600 000 jeunes environ, actuellement inscrits à l’Agence nationale pour l’emploi. Parmi cet ensemble une grande majorité de sans diplôme, sans expérience professionnelle, sans qualification, qui acceptent souvent un travail sans rapport avec leurs aspirations. Face à cette offre de travail sur le marché de l’emploi, une demande de travail venant des entreprises, de plus en plus pointue. Dans l’hebdomadaire L’Express du 15 janvier 2006, une annonce d’une entreprise de services informatiques précise rechercher : « Un négociateur de 30/35 ans, formation école de commerce, confirmé, possédant au moins trois années d’expérience, sachant convaincre… d’un fort tempérament… un poste nécessitant un engagement personnel pour mener à bien le développement de notre région… ». Cet exemple est révélateur d’une certaine offre d’emplois de la part des entreprises où se mêlent formation de base, expérience professionnelle, qualités personnels et nature du poste. Les pouvoirs publics essaient de réguler le monde du travail en adaptant les structures aux demandes, comme ils l’ont fait après la Seconde guerre mondiale en facilitant les migrations internationales. En effet, la France connaissait une période de reconstruction et de croissance et avait besoin d’une main-d’œuvre abondante, non qualifiée, pour faire face à la consommation de masse des Français. Les immigrés fournissaient cette force de travail et permettaient comme le faisait remarquer le Président Pompidou, d’apaiser les revendications salariales.
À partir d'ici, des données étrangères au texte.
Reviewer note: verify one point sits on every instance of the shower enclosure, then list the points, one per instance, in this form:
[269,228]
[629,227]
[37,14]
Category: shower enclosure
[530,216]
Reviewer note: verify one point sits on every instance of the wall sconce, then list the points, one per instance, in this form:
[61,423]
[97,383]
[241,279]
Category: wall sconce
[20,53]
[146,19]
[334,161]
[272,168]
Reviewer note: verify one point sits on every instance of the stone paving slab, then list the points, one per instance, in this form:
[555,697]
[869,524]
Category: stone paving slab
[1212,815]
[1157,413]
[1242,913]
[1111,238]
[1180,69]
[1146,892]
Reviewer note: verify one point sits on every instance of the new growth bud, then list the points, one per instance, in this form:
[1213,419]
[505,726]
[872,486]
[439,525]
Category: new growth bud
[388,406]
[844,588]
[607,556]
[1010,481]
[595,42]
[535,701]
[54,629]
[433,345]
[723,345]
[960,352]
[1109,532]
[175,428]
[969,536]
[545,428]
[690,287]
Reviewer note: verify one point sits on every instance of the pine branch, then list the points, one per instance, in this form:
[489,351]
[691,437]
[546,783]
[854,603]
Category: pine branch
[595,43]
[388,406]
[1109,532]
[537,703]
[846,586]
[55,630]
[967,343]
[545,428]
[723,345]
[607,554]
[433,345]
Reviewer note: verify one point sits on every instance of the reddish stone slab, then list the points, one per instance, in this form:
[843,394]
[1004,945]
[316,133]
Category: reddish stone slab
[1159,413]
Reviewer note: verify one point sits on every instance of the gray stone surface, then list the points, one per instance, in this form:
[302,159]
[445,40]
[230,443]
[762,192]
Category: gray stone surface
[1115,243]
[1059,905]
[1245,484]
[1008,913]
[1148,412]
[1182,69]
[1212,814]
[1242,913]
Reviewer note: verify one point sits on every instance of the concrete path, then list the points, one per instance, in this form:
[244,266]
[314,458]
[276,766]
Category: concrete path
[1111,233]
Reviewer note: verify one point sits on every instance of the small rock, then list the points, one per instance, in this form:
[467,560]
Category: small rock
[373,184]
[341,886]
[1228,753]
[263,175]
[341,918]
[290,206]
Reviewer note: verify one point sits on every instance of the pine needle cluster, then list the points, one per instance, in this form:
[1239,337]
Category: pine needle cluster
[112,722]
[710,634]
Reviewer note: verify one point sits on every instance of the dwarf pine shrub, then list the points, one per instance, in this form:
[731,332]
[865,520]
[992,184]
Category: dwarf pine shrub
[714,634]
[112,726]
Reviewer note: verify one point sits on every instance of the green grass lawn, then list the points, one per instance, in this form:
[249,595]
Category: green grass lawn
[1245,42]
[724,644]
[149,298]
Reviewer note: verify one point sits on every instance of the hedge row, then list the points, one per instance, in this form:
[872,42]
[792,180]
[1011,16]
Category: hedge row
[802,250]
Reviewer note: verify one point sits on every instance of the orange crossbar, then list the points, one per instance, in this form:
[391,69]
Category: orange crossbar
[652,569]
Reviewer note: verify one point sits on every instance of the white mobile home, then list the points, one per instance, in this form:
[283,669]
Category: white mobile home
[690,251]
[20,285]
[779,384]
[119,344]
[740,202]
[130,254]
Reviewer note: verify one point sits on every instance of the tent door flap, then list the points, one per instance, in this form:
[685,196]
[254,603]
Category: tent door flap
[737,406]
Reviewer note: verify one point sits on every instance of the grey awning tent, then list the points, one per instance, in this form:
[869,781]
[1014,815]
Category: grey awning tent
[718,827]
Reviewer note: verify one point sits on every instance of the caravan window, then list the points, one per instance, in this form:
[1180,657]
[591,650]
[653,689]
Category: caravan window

Déjà Taylor qui voulait « casser » le diktat des hommes de métier et adapter une main-d’œuvre inculte au procès du travail, s’intéressa à la rationalisation du travail. Sa méthode, diffusée dans son ouvrage : Principes de la direction scientifique du travail (1911) fut basée sur l’analyse d’un travail déréalisé, déshumanisé, sans vocation où il fallait adapter le facteur travail au facteur capital. Les immigrés qui constituaient une grande partie de la main-d’œuvre, étaient qualifiés. L’organisation du travail devait répondre aux exigences de production en fonction d’ouvriers sans formation. L’adaptation de la force de travail à l’outil de production, pose le problème de la qualification des travailleurs et de leur poste de travail. Le terme de qualification est polysémique. Dans une première acception, on peut le rattacher au monde professionnel et le définir par : la formation et les aptitudes du travailleur qualifié. Mais comme le fait remarquer  Tripier dans : Du travail à l’emploi, paradigmes, idéologies et interactions (1991) en prenant l’exemple d’une petite annonce ; celle-ci donne d’abord les qualités requises du candidat pour indiquer ensuite le profil du poste. La qualification subissant le « capital humain » et les caractéristiques du poste de travail. La définition  de Friedmann et J.D. Reynaud complète cette description en lui donnant une dimension sociétale. L’exigence technique fait correspondre les caractéristiques du poste de travail. Le compromis social intègre la qualification, pour reprendre les termes de Pierre Naville, dans un « rapport social » ;  compromis social sous-entend négociations, rapport de force, pouvoir.

Pour analyser la qualification, nous nous intéresserons au cas des pays industrialisés dans une période couvrant la deuxième moitié du XXe siècle. Nous nous interrogerons sur tous les sous-entendus de la qualification. Est-elle propre au travailleur ? Au poste de travail ? N’est-elle pas simplement un rapport de pouvoir, un « support social » évolutif ?

Pour répondre à ces questions nous analyserons la qualification comme exigence technique, pour nous intéresser ensuite au compromis social, et enfin découvrir les interdépendances entre les deux notions.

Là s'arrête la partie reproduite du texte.